Por lo tanto, el deleite más intenso que jamás podría tener de sus tesoros más raros no tiene sentido cuando se compara con su deseo de victoria.
De hecho, incluso arriesgará su propia vida y tomará su posición en el fragor de la batalla, porque su impulso para ganar está arraigado en la esencia misma de su alma, más alta que las facultades del alma reveladas conscientemente, su luz espiritual y fuerza vital. 
Cuando estalla la guerra, se abren las bóvedas del tesoro real.
Sus recursos se confían a los oficiales al mando para que lleguen a los soldados de base, porque son ellos quienes asegurarán la victoria.
Esta parábola describe los mundos espirituales.
Allí también hay tesoros sellados y ocultos, como aquellos de los que habla la Torá: "Di-s abrirá Su buen tesoro para ti".
Asimismo, en las oraciones pedimos: - "Ábrenos tu preciosa casa del tesoro".
Y en otra parte: - "Concédenos amablemente Tu regalo del tesoro de la generosidad inmerecida".

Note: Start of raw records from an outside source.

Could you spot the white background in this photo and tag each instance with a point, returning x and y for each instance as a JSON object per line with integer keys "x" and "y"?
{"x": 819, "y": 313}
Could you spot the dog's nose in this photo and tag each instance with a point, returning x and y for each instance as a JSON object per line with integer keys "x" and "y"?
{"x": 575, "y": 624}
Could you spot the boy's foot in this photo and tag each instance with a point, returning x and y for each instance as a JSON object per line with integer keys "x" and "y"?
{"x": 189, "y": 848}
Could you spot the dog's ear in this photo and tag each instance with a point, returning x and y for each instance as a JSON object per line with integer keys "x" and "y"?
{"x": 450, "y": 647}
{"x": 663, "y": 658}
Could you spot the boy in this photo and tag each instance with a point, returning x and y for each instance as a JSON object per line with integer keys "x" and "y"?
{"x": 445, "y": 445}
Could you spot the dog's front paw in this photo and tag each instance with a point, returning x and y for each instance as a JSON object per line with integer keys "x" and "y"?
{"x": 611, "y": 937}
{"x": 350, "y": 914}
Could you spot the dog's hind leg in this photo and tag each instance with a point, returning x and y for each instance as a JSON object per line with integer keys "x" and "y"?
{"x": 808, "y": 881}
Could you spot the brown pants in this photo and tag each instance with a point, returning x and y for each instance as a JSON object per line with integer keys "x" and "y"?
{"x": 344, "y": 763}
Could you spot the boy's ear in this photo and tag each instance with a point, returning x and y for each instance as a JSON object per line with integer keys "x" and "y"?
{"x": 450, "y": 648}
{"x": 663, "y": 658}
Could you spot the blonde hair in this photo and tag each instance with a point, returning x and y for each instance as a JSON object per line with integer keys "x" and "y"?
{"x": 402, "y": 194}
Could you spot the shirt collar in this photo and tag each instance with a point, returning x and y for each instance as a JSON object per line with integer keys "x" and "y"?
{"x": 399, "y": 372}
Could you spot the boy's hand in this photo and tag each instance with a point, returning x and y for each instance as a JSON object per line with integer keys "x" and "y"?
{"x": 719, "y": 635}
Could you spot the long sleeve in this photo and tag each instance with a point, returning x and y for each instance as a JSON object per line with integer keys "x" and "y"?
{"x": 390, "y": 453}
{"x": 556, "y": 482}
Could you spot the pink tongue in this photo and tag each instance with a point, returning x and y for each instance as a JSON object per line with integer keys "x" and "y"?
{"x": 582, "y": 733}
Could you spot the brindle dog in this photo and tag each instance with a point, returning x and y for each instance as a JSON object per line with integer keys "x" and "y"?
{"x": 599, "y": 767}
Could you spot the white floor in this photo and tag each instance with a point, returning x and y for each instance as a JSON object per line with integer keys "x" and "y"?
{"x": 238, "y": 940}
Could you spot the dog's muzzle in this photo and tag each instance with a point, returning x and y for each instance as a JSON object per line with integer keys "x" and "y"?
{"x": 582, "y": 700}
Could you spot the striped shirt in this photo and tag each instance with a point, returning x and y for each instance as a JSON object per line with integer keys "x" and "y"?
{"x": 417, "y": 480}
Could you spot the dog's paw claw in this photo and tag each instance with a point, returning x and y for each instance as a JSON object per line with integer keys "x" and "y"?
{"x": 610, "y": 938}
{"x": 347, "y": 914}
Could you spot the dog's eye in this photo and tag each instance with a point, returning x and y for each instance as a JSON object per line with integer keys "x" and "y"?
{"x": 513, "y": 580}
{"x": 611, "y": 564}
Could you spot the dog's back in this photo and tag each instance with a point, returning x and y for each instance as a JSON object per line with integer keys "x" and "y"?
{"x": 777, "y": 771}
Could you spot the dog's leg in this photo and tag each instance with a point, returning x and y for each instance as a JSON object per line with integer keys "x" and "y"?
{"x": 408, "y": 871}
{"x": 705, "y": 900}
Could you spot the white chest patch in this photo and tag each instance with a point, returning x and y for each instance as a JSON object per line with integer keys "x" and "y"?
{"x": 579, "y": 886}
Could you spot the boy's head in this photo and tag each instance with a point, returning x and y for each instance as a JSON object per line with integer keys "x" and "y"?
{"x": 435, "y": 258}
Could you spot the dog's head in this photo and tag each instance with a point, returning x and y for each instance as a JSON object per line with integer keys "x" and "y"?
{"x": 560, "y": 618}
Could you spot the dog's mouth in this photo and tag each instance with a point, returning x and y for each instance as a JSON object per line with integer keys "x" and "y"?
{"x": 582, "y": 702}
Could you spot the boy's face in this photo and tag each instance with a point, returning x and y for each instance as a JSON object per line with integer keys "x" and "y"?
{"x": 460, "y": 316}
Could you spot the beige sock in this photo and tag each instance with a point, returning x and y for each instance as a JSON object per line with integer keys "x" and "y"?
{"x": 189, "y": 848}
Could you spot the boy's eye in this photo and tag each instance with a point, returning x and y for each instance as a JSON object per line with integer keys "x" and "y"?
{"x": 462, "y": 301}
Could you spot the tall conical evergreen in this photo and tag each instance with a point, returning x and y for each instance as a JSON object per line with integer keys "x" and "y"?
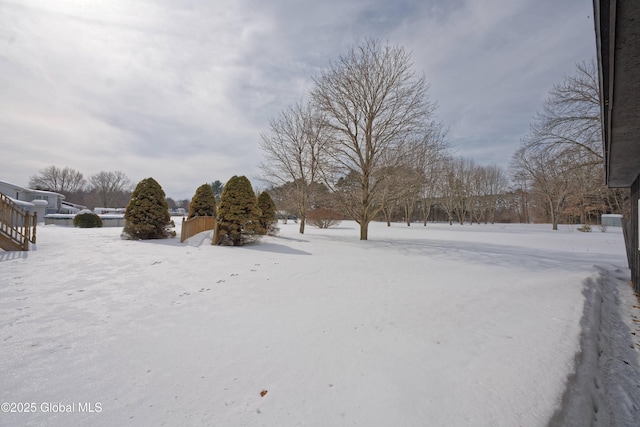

En tiempos de guerra, estos tesoros sellados también se confían a los oficiales, que los distribuyen entre los soldados simples, porque son ellos quienes asegurarán la victoria.
Por eso, entonces, el pueblo de Israel es llamado las huestes de Di-s, porque son ellos quienes hacen la voluntad de Di-s, manteniéndose firmes en la campaña cósmica contra las fuerzas opuestas. Y es para ellos, por tanto, que se abren de par en par las bóvedas de los tesoros celestiales.